When we read headlines like: “Paris massacre: At least 128 killed in gunfire and blasts” and “Mali hotel terror attack” we can be overwhelmed with grief, rage, despair, fear, and hopelessness. But as adults we have at least some shred of coping mechanisms and an ability (if not the motivation) to understand the deeper issues of such a tragedy.

How do such horrific events affect our young people? How do they view themselves, the world, and their futures after such violence and destruction? How can we help them learn to cope and to gain a deeper understanding (as appropriate) of the issues involved? Here are a few resources that can help educators and parents.

The Washington Post offers suggestions for how to talk with children and young adults about the recent attacks and explores how schools are grappling with how to teach about what’s happening.

Psychologist Marilyn Price-Mitchell offers suggestions for talking about terrorism with young people and exploring some of the deeper issues, such as justice versus retribution.

The New York Times has posted resources for exploring the attacks in Paris with students in age-appropriate ways.

Facing History has shared a few strategies for exploring events and issues around what happened in Paris.

And the Choices Program has created a Resource Guide on the Terrorist Attacks in Paris to help teachers guide students in exploring these issues.

We can also focus on more heartening and inspiring stories, such as this video of a father in Paris comforting his young son after the attacks. Or this video of a blindfolded Muslim man accepting hugs from Parisians.

There are also many resources for talking in general with young people about tragedies and other sensitive issues.

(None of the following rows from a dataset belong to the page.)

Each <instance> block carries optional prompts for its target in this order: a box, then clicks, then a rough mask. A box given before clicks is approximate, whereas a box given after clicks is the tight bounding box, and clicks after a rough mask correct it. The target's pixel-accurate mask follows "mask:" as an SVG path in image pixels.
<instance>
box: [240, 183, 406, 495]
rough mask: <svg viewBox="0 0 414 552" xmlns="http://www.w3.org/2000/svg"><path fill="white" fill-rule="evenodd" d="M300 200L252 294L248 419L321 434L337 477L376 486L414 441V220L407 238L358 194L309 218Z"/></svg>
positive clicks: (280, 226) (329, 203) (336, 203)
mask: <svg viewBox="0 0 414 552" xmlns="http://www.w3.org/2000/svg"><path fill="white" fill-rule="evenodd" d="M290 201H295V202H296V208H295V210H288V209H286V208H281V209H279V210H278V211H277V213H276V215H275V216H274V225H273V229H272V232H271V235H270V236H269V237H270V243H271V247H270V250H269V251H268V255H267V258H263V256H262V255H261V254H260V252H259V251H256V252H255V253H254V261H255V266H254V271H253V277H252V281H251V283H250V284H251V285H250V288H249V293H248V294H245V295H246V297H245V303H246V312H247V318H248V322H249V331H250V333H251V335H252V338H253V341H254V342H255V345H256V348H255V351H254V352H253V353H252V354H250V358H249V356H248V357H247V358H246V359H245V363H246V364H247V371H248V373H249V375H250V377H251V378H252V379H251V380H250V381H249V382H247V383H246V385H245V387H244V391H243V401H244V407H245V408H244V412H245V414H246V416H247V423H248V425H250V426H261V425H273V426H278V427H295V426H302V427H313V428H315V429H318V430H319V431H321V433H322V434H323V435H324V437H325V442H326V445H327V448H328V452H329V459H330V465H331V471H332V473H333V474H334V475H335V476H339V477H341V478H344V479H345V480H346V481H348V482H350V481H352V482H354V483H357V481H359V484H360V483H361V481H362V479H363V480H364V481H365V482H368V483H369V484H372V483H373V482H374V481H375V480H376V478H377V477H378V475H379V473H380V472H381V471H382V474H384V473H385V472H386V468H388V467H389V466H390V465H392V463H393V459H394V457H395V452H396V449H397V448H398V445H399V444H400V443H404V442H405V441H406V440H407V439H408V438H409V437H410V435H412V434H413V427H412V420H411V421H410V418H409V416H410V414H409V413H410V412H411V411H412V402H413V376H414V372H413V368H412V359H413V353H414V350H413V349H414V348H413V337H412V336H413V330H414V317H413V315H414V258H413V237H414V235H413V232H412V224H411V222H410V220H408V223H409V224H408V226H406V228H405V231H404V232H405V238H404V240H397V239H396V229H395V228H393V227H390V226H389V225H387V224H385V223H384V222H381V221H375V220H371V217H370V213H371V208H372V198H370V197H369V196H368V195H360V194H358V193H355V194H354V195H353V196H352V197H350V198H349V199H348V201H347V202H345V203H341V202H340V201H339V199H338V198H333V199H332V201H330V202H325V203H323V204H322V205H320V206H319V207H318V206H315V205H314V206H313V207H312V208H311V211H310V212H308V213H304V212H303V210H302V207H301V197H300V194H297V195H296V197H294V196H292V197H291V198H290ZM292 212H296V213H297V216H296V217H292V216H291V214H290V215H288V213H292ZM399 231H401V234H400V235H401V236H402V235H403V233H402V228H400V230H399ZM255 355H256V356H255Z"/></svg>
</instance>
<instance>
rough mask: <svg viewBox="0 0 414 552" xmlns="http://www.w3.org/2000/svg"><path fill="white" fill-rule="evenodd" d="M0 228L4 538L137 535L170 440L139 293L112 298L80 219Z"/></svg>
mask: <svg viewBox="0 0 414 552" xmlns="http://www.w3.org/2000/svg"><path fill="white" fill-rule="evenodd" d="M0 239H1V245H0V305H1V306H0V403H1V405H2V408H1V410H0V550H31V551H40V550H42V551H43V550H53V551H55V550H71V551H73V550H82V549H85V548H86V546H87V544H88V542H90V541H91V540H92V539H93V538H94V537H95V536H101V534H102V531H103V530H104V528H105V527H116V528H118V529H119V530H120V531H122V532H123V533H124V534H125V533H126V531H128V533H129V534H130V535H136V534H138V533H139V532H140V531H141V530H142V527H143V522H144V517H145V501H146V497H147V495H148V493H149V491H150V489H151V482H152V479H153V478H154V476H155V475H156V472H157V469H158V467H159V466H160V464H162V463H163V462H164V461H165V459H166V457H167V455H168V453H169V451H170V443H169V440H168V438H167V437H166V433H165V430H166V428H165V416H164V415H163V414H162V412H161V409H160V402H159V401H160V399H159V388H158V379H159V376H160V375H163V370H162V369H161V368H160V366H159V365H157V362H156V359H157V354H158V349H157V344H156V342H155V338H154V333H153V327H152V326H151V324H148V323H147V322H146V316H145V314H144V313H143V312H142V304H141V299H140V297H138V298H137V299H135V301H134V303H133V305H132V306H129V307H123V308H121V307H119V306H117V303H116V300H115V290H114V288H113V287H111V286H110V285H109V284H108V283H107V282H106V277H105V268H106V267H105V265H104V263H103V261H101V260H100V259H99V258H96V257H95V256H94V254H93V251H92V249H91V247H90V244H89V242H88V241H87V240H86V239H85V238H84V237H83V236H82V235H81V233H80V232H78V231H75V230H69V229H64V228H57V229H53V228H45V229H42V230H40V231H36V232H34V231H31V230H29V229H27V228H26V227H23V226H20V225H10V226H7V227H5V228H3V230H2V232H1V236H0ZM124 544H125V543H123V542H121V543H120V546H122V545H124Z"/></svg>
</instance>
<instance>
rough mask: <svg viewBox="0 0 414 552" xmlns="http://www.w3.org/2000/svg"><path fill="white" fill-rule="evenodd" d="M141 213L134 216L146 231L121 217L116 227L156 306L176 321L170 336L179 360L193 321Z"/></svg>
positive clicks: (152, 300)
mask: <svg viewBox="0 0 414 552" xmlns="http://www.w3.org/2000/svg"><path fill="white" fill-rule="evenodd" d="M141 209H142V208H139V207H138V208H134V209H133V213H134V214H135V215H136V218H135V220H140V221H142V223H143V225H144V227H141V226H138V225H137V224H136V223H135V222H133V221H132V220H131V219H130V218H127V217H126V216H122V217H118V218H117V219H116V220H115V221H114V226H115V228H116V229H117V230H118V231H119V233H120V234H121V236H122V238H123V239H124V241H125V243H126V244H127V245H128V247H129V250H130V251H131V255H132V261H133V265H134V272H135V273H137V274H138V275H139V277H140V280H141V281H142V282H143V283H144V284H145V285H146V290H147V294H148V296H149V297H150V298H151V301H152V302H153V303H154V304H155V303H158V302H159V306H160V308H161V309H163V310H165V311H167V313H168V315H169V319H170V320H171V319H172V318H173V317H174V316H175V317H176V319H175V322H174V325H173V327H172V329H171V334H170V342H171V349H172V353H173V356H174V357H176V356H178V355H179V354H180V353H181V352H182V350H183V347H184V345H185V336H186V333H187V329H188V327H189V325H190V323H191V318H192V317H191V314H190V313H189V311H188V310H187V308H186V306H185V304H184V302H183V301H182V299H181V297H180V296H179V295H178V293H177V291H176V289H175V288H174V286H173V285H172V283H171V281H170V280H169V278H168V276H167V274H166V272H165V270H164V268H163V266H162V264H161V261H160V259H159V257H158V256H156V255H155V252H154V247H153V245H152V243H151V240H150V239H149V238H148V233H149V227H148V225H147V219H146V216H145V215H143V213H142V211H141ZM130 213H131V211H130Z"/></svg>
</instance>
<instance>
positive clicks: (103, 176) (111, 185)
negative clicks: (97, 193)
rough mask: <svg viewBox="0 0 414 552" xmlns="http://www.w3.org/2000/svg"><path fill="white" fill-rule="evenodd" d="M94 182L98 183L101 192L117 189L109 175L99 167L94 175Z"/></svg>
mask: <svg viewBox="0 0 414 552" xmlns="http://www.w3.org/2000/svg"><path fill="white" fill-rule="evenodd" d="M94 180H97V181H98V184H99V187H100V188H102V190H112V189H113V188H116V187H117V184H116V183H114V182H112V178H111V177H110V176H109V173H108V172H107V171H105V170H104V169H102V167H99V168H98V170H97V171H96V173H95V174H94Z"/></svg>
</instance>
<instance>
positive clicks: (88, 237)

For example:

The Curry School of Education at the University of Virginia offers suggestions for talking to children about terrorism.

The American Academy of Child & Adolescent Psychiatry has a guide for talking with children about terrorism and war.

The New York Times also posted an article in 2012 outlining 10 ways to talk to students about sensitive issues in the news.

The Substance Abuse and Mental Health Services Administration has a guide for parents and educators in talking to young people after traumatic events; it includes tips by age group.

The Terrorism and Disaster Center at the University of Oklahoma offers suggestions for helping students cope with media coverage of disasters.

And in a past blog post we shared 8 tips for discussing challenging global issues, which can help frame how you handle discussing the recent attacks or other traumatic events with your children or students.

It’s vital that we protect children, while also empowering them to be informed, compassionate citizens who are raised to be solutionaries striving for a just, peaceful world for all.